Hadoop MapReduce执行过程详解(带hadoop例子)
https://my.oschina.net/itblog/blog/275294
分析MapReduce执行过程
MapReduce运行的时候,会通过Mapper运行的任务读取HDFS中的数据文件,然后调用自己的方法,处理数据,最后输出。Reducer任务会接收Mapper任务输出的数据,作为自己的输入数据,调用自己的方法,最后输出到HDFS的文件中。整个流程如图:
Mapper任务的执行过程详解
每个Mapper任务是一个java进程,它会读取HDFS中的文件,解析成很多的键值对,经过我们覆盖的map方法处理后,转换为很多的键值对再输出。整个Mapper任务的处理过程又可以分为以下几个阶段,如图所示。

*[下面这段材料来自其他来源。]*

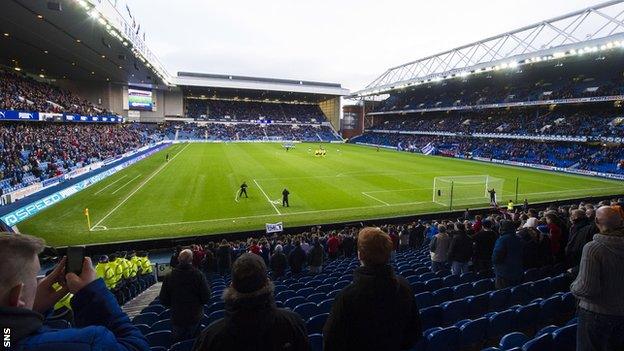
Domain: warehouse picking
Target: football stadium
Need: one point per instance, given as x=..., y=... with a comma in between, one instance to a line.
x=469, y=199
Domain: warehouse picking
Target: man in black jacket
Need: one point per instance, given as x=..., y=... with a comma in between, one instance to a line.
x=185, y=291
x=252, y=322
x=377, y=311
x=484, y=241
x=581, y=232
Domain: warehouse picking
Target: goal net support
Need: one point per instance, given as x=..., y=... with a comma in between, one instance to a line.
x=466, y=190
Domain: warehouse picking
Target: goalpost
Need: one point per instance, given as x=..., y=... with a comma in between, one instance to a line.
x=466, y=190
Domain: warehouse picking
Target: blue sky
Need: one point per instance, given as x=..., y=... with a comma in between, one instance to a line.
x=345, y=41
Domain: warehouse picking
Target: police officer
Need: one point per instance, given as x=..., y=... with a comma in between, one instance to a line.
x=285, y=194
x=243, y=190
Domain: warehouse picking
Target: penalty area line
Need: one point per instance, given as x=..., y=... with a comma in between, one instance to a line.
x=267, y=197
x=139, y=188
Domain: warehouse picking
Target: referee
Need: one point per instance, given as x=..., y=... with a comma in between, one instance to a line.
x=285, y=194
x=243, y=190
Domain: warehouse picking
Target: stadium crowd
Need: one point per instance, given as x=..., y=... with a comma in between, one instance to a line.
x=237, y=110
x=383, y=305
x=21, y=93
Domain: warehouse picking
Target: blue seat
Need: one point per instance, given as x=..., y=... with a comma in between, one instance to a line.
x=431, y=317
x=482, y=286
x=501, y=323
x=153, y=308
x=160, y=338
x=418, y=287
x=166, y=314
x=424, y=299
x=472, y=334
x=285, y=295
x=294, y=301
x=512, y=340
x=325, y=306
x=520, y=294
x=145, y=318
x=478, y=305
x=316, y=342
x=143, y=328
x=164, y=324
x=526, y=316
x=315, y=324
x=540, y=343
x=451, y=280
x=442, y=295
x=186, y=345
x=316, y=297
x=564, y=339
x=463, y=290
x=499, y=299
x=305, y=291
x=453, y=311
x=446, y=339
x=549, y=309
x=306, y=310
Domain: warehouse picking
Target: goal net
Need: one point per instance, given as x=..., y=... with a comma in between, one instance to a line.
x=466, y=190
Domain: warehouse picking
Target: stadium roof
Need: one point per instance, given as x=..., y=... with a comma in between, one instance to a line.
x=80, y=39
x=188, y=79
x=595, y=28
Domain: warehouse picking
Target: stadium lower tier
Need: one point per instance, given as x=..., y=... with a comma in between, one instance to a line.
x=599, y=157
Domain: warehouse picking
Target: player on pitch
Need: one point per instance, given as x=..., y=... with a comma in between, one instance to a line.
x=243, y=190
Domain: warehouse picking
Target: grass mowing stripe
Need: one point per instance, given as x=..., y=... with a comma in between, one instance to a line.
x=106, y=187
x=267, y=196
x=139, y=187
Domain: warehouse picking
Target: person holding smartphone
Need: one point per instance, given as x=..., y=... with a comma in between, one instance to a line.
x=24, y=302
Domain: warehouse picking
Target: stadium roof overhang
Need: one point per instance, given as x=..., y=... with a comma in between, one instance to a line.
x=77, y=40
x=232, y=86
x=593, y=29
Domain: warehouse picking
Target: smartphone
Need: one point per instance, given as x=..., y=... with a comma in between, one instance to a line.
x=75, y=257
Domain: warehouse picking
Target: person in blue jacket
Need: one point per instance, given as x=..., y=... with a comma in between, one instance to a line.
x=100, y=322
x=507, y=256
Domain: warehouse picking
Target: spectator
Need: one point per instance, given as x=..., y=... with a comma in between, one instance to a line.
x=581, y=232
x=377, y=311
x=100, y=322
x=460, y=250
x=252, y=322
x=278, y=262
x=598, y=286
x=484, y=241
x=185, y=291
x=224, y=257
x=507, y=257
x=439, y=249
x=297, y=258
x=316, y=257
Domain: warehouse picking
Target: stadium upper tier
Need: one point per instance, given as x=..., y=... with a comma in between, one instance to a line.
x=21, y=93
x=558, y=81
x=228, y=110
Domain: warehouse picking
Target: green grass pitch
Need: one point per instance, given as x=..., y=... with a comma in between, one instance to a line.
x=195, y=192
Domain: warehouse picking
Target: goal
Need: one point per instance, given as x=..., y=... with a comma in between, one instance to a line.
x=466, y=190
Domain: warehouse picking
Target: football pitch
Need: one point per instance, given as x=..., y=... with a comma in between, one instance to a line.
x=195, y=192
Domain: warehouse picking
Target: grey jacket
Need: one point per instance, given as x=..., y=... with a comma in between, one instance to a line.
x=600, y=281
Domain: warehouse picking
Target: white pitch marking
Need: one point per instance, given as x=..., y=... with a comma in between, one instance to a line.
x=128, y=182
x=106, y=187
x=376, y=199
x=140, y=186
x=267, y=196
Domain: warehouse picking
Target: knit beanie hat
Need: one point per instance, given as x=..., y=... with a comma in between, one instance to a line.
x=249, y=273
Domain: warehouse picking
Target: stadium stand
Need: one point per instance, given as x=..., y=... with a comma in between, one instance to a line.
x=462, y=311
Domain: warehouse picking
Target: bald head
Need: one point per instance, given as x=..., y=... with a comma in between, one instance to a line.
x=608, y=218
x=185, y=256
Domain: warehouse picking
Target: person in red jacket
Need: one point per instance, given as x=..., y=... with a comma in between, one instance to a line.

在上图中,把Mapper任务的运行过程分为六个阶段。
-
第一阶段是把输入文件按照一定的标准分片(InputSplit),每个输入片的大小是固定的。默认情况下,输入片(InputSplit)的大小与数据块(Block)的大小是相同的。如果数据块(Block)的大小是默认值64MB,输入文件有两个,一个是32MB,一个是72MB。那么小的文件是一个输入片,大文件会分为两个数据块,那么是两个输入片。一共产生三个输入片。每一个输入片由一个Mapper进程处理。这里的三个输入片,会有三个Mapper进程处理。
-
第二阶段是对输入片中的记录按照一定的规则解析成键值对。有个默认规则是把每一行文本内容解析成键值对。“键”是每一行的起始位置(单位是字节),“值”是本行的文本内容。
-
第三阶段是调用Mapper类中的map方法。第二阶段中解析出来的每一个键值对,调用一次map方法。如果有1000个键值对,就会调用1000次map方法。每一次调用map方法会输出零个或者多个键值对。
-
第四阶段是按照一定的规则对第三阶段输出的键值对进行分区。比较是基于键进行的。比如我们的键表示省份(如北京、上海、山东等),那么就可以按照不同省份进行分区,同一个省份的键值对划分到一个区中。默认是只有一个区。分区的数量就是Reducer任务运行的数量。默认只有一个Reducer任务。
-
第五阶段是对每个分区中的键值对进行排序。首先,按照键进行排序,对于键相同的键值对,按照值进行排序。比如三个键值对<2,2>、<1,3>、<2,1>,键和值分别是整数。那么排序后的结果是<1,3>、<2,1>、<2,2>。如果有第六阶段,那么进入第六阶段;如果没有,直接输出到本地的linux文件中。
-
第六阶段是对数据进行归约处理,也就是reduce处理。键相等的键值对会调用一次reduce方法。经过这一阶段,数据量会减少。归约后的数据输出到本地的linxu文件中。本阶段默认是没有的,需要用户自己增加这一阶段的代码。
Reducer任务的执行过程详解
每个Reducer任务是一个java进程。Reducer任务接收Mapper任务的输出,归约处理后写入到HDFS中,可以分为如下图所示的几个阶段。
-
第一阶段是Reducer任务会主动从Mapper任务复制其输出的键值对。Mapper任务可能会有很多,因此Reducer会复制多个Mapper的输出。
-
第二阶段是把复制到Reducer本地数据,全部进行合并,即把分散的数据合并成一个大的数据。再对合并后的数据排序。
-
第三阶段是对排序后的键值对调用reduce方法。键相等的键值对调用一次reduce方法,每次调用会产生零个或者多个键值对。最后把这些输出的键值对写入到HDFS文件中。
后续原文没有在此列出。